AI’s First Wins Came From Data Already in Hand
Pull those threads together and the shape of the current moment in astronomy looks different from the version most often pitched. The headline wins of late 2025 and early 2026 are not the next generation of telescopes. They are the existing archives, the modest training sets, the lean algorithms, and the laptop. AnomalyMatch found 800 newly documented objects in Hubble imagery that had been sitting in the Hubble Legacy Archive the whole time.

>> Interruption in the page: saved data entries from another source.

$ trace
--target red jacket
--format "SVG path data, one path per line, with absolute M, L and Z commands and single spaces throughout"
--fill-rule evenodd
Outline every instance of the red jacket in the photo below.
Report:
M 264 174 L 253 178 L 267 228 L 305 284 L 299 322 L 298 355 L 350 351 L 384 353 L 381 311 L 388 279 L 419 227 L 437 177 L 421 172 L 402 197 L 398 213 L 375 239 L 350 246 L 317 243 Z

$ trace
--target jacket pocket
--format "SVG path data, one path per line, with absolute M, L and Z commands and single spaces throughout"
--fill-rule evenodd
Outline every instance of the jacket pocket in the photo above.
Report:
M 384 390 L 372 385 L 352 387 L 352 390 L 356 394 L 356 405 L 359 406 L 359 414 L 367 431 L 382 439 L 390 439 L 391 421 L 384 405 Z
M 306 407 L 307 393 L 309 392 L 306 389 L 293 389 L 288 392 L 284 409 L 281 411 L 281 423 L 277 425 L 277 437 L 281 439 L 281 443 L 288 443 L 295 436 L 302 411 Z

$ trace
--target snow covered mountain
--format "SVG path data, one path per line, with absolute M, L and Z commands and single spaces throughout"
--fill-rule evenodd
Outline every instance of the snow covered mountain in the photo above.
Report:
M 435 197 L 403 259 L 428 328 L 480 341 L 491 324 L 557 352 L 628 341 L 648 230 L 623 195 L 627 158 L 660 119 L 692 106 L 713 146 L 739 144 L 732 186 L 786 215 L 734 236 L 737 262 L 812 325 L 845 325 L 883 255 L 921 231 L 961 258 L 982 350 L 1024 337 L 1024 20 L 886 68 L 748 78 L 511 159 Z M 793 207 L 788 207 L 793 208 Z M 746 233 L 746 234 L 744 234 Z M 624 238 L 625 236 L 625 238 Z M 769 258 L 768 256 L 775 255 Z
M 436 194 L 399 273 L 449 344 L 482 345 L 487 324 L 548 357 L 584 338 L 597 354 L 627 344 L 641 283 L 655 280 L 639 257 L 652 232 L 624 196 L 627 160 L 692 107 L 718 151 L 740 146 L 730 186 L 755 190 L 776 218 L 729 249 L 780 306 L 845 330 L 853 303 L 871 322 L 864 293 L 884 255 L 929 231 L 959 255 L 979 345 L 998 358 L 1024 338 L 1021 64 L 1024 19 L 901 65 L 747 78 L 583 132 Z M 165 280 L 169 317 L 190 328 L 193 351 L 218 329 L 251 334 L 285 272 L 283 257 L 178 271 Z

That is not a comment on whether Rubin will be valuable. The opposite is closer to true. When the 10-year sky movie starts flowing from Cerro Pachón, the AI that knows how to read it will be the difference between discovery and noise. The pattern in 2025 and early 2026 is that the leap in capability arrived first in the older data, not the newer. Gómez, per the Financial Times, said the team ran the whole Hubble search on a single GPU in a few days, not on 100,000 GPUs burning gigawatts, and the same line of argument applies to the Oxford decision trees.
For the next twelve months, the question is how the new institute money translates into working tools. The NSF-Simons AI Institute for the Sky at Northwestern and its sibling CosmicAI at UT Austin each get five years of funding, summer schools, and a remit to train an AI-literate generation of astronomers. The bottlenecks are well known: training data, reusable benchmarks, and tools that can be picked up by someone other than the team that built them. By the time Vera Rubin hits full survey operations, the field will have AI assistants designed for the data and for the daily life of the astronomer handling it.
Stevance’s next set of VRAs is the kind of build-out to watch. She is building AI bots for the UK’s Lasair and the European Fink LSST data broker streams, with the stated longer-term ambition of bots that pre-emptively hunt for supernovae by predicting when and where they will explode, before the explosion actually happens. The same pattern that surfaced 800 new objects in Hubble data is going to have to scale to a 10-year sky movie without losing what made the lean tools work. The alternative is the opposite, a river of alerts with no one at the gate. ‘In its first year alone, it will capture more data than every survey ever,’ Stevance said of the Legacy Survey of Space and Time.